Salt tolerance tests.

Cultures were pregrown in solid medium without salt because expression of NhaA was found to decrease viability in stationary phase more in liquid cultures than in solid cultures. After 2 days of growth, one small loop of cells was diluted in water and the absorbance at 660 nm (measured with Spectronic 20D; Milton Roy, Rochester, N.Y.) was adjusted to 1 (2 × 10⁷ cells/ml). After dilutions of 1/4, 1/16, and 1/50 were made, about 1 μl was spotted with an 8 by 6 stainless steel replica plater (Sigma, St. Louis, Mo.) on plates containing the indicated concentrations of salt. The growth of the intermediate dilution (about 10³ cells) is shown in the figures.
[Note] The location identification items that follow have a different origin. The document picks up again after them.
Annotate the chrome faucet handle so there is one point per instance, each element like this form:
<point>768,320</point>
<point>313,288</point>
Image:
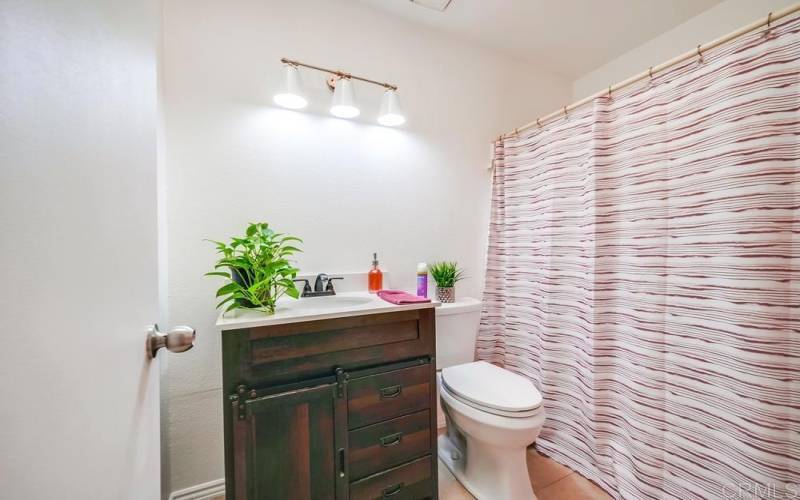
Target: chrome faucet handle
<point>329,288</point>
<point>306,286</point>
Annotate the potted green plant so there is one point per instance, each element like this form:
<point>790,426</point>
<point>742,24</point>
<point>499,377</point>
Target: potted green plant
<point>446,275</point>
<point>258,269</point>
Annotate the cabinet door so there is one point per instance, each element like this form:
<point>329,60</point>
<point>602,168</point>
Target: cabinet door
<point>287,446</point>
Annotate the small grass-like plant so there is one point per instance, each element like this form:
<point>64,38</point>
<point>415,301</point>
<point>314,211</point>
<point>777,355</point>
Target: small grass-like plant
<point>446,274</point>
<point>259,270</point>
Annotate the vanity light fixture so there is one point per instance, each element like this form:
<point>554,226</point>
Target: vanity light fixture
<point>292,96</point>
<point>344,99</point>
<point>344,103</point>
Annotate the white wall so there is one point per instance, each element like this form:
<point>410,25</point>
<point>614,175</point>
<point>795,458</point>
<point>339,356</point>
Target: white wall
<point>348,188</point>
<point>79,411</point>
<point>720,20</point>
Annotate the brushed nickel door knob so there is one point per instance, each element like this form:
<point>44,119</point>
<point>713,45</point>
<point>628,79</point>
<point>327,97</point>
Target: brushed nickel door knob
<point>178,339</point>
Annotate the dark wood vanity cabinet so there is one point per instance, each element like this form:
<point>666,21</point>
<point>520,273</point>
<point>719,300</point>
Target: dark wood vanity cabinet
<point>332,409</point>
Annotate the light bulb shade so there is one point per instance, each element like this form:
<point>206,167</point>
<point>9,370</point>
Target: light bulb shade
<point>344,100</point>
<point>292,96</point>
<point>391,113</point>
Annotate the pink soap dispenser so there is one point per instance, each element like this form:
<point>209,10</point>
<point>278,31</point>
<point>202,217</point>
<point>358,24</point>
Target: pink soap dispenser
<point>375,276</point>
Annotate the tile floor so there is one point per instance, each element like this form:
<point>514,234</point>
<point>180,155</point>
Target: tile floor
<point>550,480</point>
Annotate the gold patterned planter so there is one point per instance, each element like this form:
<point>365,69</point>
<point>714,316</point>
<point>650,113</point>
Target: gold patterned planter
<point>446,295</point>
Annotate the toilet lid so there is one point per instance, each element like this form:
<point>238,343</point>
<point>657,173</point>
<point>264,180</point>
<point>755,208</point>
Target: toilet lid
<point>490,386</point>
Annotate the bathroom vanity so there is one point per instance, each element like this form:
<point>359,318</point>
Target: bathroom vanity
<point>330,397</point>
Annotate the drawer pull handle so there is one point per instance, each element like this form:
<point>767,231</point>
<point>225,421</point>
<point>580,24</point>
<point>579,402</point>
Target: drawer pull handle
<point>391,439</point>
<point>391,391</point>
<point>392,490</point>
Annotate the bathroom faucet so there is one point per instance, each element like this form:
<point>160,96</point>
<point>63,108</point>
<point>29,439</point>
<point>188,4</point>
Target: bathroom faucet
<point>323,285</point>
<point>321,282</point>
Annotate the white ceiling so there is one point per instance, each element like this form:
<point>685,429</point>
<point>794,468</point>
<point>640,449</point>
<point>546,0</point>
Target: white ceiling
<point>566,37</point>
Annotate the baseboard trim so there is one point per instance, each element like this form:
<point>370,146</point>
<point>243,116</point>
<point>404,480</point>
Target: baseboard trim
<point>205,491</point>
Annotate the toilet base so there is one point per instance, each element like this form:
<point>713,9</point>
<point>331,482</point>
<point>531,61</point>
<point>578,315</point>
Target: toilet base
<point>510,484</point>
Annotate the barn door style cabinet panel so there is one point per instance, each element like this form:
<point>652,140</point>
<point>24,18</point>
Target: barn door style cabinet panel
<point>334,408</point>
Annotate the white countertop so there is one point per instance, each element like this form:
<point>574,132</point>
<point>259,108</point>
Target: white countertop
<point>290,310</point>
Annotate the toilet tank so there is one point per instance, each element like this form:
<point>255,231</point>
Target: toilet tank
<point>456,331</point>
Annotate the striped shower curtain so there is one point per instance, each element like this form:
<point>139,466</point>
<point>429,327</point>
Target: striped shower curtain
<point>642,271</point>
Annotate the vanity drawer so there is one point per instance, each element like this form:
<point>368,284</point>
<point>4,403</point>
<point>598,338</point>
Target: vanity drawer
<point>380,446</point>
<point>373,398</point>
<point>293,352</point>
<point>411,481</point>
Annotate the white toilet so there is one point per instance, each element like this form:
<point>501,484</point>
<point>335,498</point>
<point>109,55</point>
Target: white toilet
<point>492,414</point>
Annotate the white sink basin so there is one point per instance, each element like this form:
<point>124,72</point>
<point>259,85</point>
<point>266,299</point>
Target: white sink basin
<point>290,310</point>
<point>329,302</point>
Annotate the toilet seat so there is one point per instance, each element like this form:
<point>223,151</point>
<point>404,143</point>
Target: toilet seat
<point>492,389</point>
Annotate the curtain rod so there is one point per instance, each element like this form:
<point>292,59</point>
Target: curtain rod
<point>698,52</point>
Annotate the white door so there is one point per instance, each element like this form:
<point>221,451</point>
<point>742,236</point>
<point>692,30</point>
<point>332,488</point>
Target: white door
<point>78,240</point>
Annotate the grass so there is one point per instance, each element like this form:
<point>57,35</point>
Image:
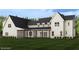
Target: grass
<point>39,44</point>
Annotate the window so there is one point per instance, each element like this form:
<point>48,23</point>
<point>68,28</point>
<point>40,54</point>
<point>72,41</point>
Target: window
<point>66,32</point>
<point>6,33</point>
<point>45,22</point>
<point>41,34</point>
<point>60,33</point>
<point>9,25</point>
<point>30,33</point>
<point>52,33</point>
<point>45,34</point>
<point>56,23</point>
<point>68,23</point>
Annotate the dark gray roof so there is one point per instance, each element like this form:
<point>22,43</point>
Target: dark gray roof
<point>68,17</point>
<point>19,22</point>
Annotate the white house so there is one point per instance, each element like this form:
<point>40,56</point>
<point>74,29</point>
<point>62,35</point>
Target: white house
<point>50,27</point>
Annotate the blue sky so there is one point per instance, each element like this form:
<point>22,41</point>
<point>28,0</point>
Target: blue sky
<point>36,13</point>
Sucrose gradient fractionation and Western blot analysis.

Yeast membranes were isolated, fractionated by isopycnic centrifugation in linear sucrose gradients (16 to 49% sucrose [wt/wt]), and analyzed by sodium dodecyl sulfate-polyacrylamide gel electrophoresis (10% acrylamide gels) and Western immunoblotting with antibodies against the plasma membrane marker Pma1p as previously described (38). Antibodies against the C terminus of NhaA (6) were utilized to localize the bacterial antiporter in the different fractions. Purification of the NhaA protein from overproducing bacterial cultures was performed as previously described (37). Protein concentration was determined by the method of Bradford (2) with the protein assay reagent from Bio-Rad (Hercules, Calif.).

Measurement of intracellular ion concentrations and efflux of lithium.

Cultures were grown to exponential phase (absorbance at 660 nm, approximately 0.5) with the indicated concentrations of salt, and aliquots of 10 ml were centrifuged (2 min at 2,000 × g) and then washed three times by resuspension and centrifugation with ice-cold 10 mM MgCl₂ containing sorbitol at the same osmotic concentration as the salt present in the growth medium. Washed cells were resuspended in 1 ml of 10 mM MgCl₂ without sorbitol. After the cell concentration was determined by the absorbance at 660 nm of a 10-fold dilution, intracellular ions were extracted by addition of concentrated HCl to a 0.1 M final concentration and incubation for 10 min at 95°C. After removal of cell debris by centrifugation, potassium, sodium, and lithium concentrations in the supernatant were determined with an atomic absorption spectrometer (Varian) in flame emission mode. Intracellular water (1.4 μl/ml per absorbance unit) was estimated as previously described (5).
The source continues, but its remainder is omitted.